She expected his petulance today. So why does her chest feel so heavy, as though she carried a great stone around her neck? Going to Windsor—home, where her children live—will lift her spirits, beginning with the ride. The day is fine, although a bit chilly, and her horse steps lively, proud, she imagines, of its new saddle elaborately embroidered with the white roses she loves—her emblem—and studded all around with gold.

“Let’s show you off,” she says, stroking its soft mane. Riding through the neighborhoods of London will also give Eléonore the chance to show off her splendid new gown of blue silk from Paris.

Flanked by knights and seven of her ladies, Eléonore’s horse trots along the broad, tree-lined avenues near the palace where London’s merchants have built elegant mansions in recent years—prompting complaints from the Earl of Gloucester. “Soon they will be wearing silk and calling themselves ‘Sir,’ and the distinctions of nobility will be obscured,” he pouted. A man steps out of his home and bows to her; his tunic, she notes, is not only silk but purple, as well—a color usually worn only by royalty. If only Gloucester were here to see.

The knight Sir Thomas turns to her. “We’re approaching Charing, my lady.” The district of London reserved for brothels. “It is no place for a queen.”

To pass around it would delay their arrival at Windsor by an hour. After Henry’s outburst, she yearns for her children’s hugs and kisses; she hungers to hold them in her lap, to hear them say, “I love you.”

“As I am surrounded by knights, I hardly feel endangered by prostitutes and petty thieves,” she says, and quickens her horse’s pace to lead the way down the center of the Charing Road. Perhaps she will spy a baron here, or, better yet, William de Valence, arm in arm with scandal.

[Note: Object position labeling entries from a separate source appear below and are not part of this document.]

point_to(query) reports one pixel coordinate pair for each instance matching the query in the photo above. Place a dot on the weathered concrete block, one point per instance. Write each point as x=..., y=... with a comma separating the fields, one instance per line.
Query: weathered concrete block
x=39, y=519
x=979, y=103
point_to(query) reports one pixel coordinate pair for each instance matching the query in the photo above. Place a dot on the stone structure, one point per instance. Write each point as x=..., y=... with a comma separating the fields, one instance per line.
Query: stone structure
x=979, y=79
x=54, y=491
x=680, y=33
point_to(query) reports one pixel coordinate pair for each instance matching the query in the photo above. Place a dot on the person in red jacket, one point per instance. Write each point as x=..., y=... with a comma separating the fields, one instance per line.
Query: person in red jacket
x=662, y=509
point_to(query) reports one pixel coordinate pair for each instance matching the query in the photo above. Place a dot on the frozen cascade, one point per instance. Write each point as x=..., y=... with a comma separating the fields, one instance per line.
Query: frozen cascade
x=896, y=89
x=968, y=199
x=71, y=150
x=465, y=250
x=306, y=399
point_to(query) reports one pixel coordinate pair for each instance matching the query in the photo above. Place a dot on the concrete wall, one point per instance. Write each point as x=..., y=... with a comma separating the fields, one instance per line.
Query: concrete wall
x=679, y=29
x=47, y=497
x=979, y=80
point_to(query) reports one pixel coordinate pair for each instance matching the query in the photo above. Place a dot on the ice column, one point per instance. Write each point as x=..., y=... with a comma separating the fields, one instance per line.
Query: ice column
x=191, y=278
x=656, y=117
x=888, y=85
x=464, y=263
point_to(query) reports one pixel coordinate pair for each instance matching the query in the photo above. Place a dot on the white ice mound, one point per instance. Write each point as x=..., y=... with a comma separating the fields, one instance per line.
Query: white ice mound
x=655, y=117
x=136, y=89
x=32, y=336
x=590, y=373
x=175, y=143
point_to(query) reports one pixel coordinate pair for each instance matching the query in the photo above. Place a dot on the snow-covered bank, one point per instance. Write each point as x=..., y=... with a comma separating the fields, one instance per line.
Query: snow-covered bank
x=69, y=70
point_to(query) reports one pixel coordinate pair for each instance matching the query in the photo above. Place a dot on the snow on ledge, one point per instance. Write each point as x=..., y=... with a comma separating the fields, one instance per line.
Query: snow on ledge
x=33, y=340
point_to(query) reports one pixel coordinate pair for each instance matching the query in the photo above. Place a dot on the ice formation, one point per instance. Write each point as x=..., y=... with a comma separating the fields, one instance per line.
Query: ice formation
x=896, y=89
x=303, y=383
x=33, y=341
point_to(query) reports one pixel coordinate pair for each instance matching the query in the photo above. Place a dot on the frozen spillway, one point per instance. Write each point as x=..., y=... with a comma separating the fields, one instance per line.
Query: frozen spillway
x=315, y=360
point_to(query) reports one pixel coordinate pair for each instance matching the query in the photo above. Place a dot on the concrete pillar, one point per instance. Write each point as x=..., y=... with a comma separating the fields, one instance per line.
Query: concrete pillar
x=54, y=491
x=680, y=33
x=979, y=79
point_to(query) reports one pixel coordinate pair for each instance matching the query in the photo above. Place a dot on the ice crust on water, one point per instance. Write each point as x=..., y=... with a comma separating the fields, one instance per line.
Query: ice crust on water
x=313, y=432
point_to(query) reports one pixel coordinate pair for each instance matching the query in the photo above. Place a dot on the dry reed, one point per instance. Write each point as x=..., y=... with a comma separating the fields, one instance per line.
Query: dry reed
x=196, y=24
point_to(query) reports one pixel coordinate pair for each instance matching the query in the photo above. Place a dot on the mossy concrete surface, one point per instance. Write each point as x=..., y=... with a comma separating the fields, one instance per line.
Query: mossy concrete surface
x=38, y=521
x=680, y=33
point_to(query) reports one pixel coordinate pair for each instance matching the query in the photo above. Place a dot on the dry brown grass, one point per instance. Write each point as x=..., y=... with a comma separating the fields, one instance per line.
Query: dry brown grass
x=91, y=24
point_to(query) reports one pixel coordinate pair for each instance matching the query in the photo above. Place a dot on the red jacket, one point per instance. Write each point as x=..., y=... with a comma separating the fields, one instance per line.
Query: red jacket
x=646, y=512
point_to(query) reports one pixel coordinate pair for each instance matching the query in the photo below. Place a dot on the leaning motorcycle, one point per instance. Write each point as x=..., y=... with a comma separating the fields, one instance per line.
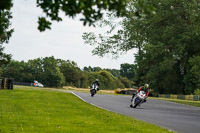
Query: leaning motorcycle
x=93, y=89
x=138, y=99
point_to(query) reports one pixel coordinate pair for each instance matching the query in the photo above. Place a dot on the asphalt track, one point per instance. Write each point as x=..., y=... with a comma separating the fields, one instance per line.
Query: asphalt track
x=176, y=117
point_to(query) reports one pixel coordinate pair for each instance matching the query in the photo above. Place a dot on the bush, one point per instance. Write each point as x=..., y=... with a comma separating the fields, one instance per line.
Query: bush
x=197, y=92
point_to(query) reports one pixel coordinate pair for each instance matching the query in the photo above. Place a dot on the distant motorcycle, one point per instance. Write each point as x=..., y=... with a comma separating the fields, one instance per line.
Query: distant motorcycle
x=93, y=89
x=138, y=99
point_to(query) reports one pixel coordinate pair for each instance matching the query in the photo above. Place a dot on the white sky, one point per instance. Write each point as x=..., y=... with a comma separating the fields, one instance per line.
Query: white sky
x=63, y=41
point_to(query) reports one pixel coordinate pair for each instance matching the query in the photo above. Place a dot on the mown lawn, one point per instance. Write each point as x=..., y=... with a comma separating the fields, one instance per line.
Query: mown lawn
x=186, y=102
x=43, y=111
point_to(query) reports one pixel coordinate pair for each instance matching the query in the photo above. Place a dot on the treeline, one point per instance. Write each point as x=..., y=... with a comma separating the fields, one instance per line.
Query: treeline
x=57, y=73
x=167, y=44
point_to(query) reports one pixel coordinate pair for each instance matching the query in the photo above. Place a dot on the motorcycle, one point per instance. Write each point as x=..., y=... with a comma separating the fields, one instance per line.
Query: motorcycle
x=93, y=89
x=138, y=99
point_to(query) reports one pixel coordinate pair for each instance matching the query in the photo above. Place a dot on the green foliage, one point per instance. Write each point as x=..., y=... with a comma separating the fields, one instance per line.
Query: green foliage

The knights crowd around her as the houses change from spacious and light to narrow and dark, houses whose second stories jut so far over the road that they nearly blot out the sky. Behind them, along meager and muddy alleys, ramshackle homes rot into the ground along with piles of food scraps, offal, and excrement wafting an inglorious stench. Eléonore blinks her eyes against the burn. Inside these squalid homes live presumably squalid lives, judging by the children squishing their feet in the dirty muck and the smiling, dirt-matted dogs. A man with hair like cobwebs scrounges for food in the trash heaps, eliciting a tossed coin from Eléonore that he fails to notice. As the procession moves into an
area of shops, the street writhes with activity: Children chase dogs. A young woman sells fruit from a basket. Horses and donkeys pull carts. A boy with Eléonore’s silver coin in his fist jumps over puddles, dodging the grasping hands of the trash heap scavenger. A woman with loose red hair wears the prostitute’s yellow-striped hood, yet looks out of place in a silk-and-ermine robe like the one Eléonore gave to Henry—

“Stop!” She slides off her horse and strides over to the red-haired woman, ignoring the calls of her knights. Her shoes scatter gravel and English mud as she walks,
her
mud, for she and Henry own every inch of ground in the kingdom as well as the mantle on this woman’s back.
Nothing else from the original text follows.